Only thus does the "decision to have kids" create a "massive benefit" to the kid. Lucky soul! But Mr Mankiw is right. What childbirth does is create a life -- a new nexus of benefits and harms, a new container of utility (to be reductively economistic about it). But by itself reproduction confers no benefit on the child produced, since there was no prior hollow soul longing to be filled by the breath of being.

And thank goodness this is true: if it weren't, we'd face the "repugnant conclusion."

“For any possible population of at least ten billion people, all with a very high quality of life, there must be some much larger imaginable population whose existence, if other things are equal, would be better even though its members have lives that are barely worth living.”

That said, I do take the position Glaeser does not, that under certain circumstances bringing a child into the world does represent an external benefit to society as a whole.
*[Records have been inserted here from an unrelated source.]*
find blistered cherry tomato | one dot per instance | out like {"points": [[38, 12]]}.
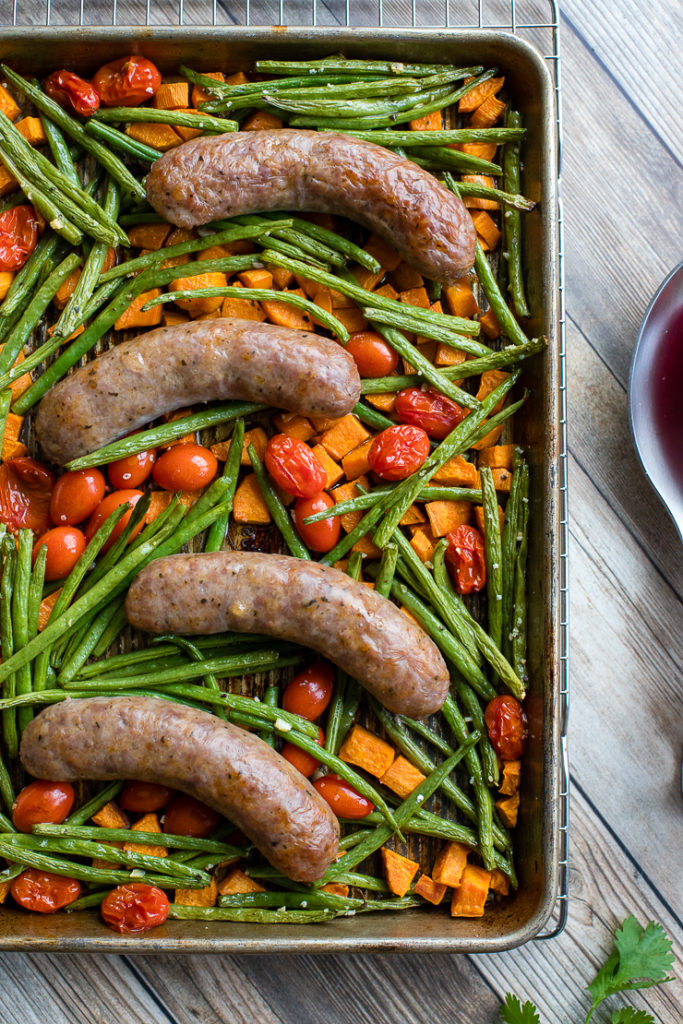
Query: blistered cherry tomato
{"points": [[507, 726], [72, 92], [65, 547], [465, 557], [294, 467], [342, 798], [429, 410], [134, 907], [317, 536], [126, 82], [76, 496], [44, 892], [185, 467], [103, 511], [397, 452], [18, 237], [372, 354], [310, 691], [26, 486], [132, 470], [301, 760], [42, 802], [144, 798], [186, 816]]}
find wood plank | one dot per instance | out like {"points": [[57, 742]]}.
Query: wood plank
{"points": [[605, 888]]}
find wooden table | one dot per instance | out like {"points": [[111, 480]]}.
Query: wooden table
{"points": [[621, 181]]}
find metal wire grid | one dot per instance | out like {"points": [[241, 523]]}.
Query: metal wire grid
{"points": [[536, 20]]}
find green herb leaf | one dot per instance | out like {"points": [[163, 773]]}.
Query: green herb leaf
{"points": [[512, 1012]]}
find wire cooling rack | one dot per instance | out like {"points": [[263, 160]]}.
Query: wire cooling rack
{"points": [[535, 20]]}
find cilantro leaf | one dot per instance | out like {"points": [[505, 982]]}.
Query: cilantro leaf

This, of course, is by no means self-evidently clear: I can also see a plausible case for voluntary human extinction, particularly after having recently spent several hours in the company of some very boring and self-regarding people.

The website for Alan Weisman's excellent The World Without Us begins with a flash animation sequence. As it fired up, I saw the silhouette of a man who, I assume, had just finished the book. I then imagined that said silhouette, now full of despair over a world gone terribly wrong, would then stand on top of a chair and hang himself. That, alas, didn't happen.

Comments (2)

Talk of "germ cells" seems misleading, as there's an asymmetry there. There is a relatively small number of wombs and eggs compared to the number of sperm--orders of magnitude smaller. Monty Python got this completely wrong--Every Egg is Sacred--the sperm are expendable.

We could then ask about the preferences of the egg--would you rather receive a sperm and become a new being and be raised to an adult, or would you rather be discarded by the typical natural process? The repugnant conclusion is restored.

Also, if the repugnant conclusion argument is that maximizing utility for generations unborn requires us to maximize the size of said generations, then "hollow souls awaiting existence" seem to be on both sides of the scale.

Re: "But by itself reproduction confers no benefit on the child produced, since there was no prior hollow soul longing to be filled by the breath of being."

This doesn't make sense to me. The benefit of a life doesn't depend on the prior longing of a soul to have a life. That is equivalent to saying that the harm of ending someone's life only depends on that person being aware that it is about to be ended. According to this logic, executing someone while they are asleep is perfectly ok.

We should just face up to the fact that assigning value to lives because they are already in existence is not logically grounded, except insofar as it appeals to our selfish motives to preserve ourselves or our loved ones whom we already have attachments to.